Dari perjalanan dinasti Buwaihi ini kita bisa melihat keberhasilan yang dicapai dalam bidang politik pemerintahan:
1.       Mengganti istilah penguasa Buwaihi dari amir al-umara’ menjadi Malik. Hal ini berhasil beliau lakukan setelah ia menjalin hubungan dekat dengan khalifah al-Thâ’i.
2.       Mempersatukan seluruh penguasa Buwaihi yang berada di wilayah-wilayah yang luas.  
Hal yang menarik dalam pemerintahan dinasti Buwaihi adalah bahwa berdasarkan kesepakatan antara Khalifah Abbasiyah dan Ali bin Buwaihi, keturunan Buwaihi akan diakui sebagai sultan (bukan sebagai Khalifah). Dinasti Buwaihi pun mengakui kedudukan khalifah. Nama-nama mereka dan khalifah akan disebutkan dalam khutbah-khutbah Jumat, dan diukir pula dalam mata uang logam. Sejatinya, para penguasa Buwaihi adalah penguasa Abbasiyah. Sejak saat itulah, Kekhalifahan Abbasiyah dikendalikan para amir Bani Buwaih. Khalifah tak lebih hanya sebagai simbol, tak berdaya dan tak memiliki kekuatan politik dan militer. Pada masa pemerintahan Bani Buwaihi inilah, para Khalifah Abbasiyah hanya tinggal namanya saja, Sebab, pelaksanaan pemerintahan berada dalam genggaman amir-amir Buwaihi.

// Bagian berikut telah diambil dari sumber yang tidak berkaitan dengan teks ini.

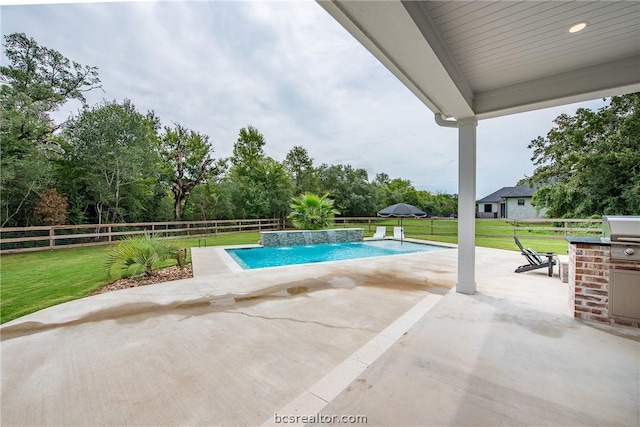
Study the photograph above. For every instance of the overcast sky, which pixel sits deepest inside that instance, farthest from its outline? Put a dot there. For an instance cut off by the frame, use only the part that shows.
(288, 69)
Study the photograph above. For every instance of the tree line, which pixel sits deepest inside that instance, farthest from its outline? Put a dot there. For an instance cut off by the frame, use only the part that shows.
(112, 163)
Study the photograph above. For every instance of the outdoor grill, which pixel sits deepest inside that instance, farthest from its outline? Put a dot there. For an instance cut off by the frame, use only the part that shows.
(623, 232)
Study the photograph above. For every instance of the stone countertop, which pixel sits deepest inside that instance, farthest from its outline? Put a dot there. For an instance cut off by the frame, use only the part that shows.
(588, 240)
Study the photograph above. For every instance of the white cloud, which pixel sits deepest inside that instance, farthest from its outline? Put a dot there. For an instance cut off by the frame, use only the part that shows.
(285, 67)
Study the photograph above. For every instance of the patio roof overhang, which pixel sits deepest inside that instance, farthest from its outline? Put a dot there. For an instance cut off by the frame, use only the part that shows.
(473, 60)
(494, 58)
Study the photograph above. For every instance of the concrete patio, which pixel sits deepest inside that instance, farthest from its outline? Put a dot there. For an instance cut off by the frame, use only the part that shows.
(384, 338)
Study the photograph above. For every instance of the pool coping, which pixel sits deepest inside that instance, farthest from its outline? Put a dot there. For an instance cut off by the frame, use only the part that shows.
(234, 267)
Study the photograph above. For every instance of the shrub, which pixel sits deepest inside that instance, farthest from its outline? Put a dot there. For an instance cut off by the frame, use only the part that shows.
(135, 256)
(181, 257)
(312, 212)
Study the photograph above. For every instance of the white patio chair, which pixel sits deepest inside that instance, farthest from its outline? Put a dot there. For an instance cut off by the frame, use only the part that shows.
(398, 233)
(380, 233)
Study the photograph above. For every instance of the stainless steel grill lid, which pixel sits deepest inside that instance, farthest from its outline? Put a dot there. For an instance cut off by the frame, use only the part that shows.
(621, 228)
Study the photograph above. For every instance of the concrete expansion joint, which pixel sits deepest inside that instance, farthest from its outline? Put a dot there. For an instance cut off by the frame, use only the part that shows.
(314, 322)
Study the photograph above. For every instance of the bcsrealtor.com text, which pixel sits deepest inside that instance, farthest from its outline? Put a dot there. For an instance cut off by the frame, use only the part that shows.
(319, 418)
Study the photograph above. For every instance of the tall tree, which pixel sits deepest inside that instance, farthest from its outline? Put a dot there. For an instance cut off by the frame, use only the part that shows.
(35, 82)
(312, 212)
(589, 163)
(300, 167)
(354, 195)
(187, 155)
(248, 150)
(258, 185)
(111, 159)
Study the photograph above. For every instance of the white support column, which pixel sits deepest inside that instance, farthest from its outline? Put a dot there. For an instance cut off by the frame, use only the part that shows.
(467, 206)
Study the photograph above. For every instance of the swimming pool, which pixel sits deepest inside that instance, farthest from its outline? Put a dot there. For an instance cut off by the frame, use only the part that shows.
(249, 258)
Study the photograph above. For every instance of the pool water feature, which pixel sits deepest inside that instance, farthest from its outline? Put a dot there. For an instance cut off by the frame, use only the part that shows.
(250, 258)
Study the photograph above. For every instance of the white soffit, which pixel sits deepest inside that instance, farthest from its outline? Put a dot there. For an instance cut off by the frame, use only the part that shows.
(493, 58)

Perpolitikan Buwaihi merupakan perpolitikan Khalifah dalam Khalifah. Atau dalam perjalanan sejarah Indonesia adalah Negara Boneka, Walaupun Bani Buwaihi tidak menghapuskan legitimasi khalifah namun mereka bernaung dibawah legitimasi tersebut. Hal ini dapat dikatakan bahwa mereka tidak mempunyai darah biru khalifah atau keturunan dari penguasa pada saat itu, sebagaimana yang kita ketahui pada masa Abbasiyah Khalifah merupakan sesuatu yang sakral bahkan bersifat agama, karena ketidak adaan nasab tersebut maka sebab itulah mereka mempertahankan eksistensi kekhalifahan Abbasiyah yang mereka kendalikan.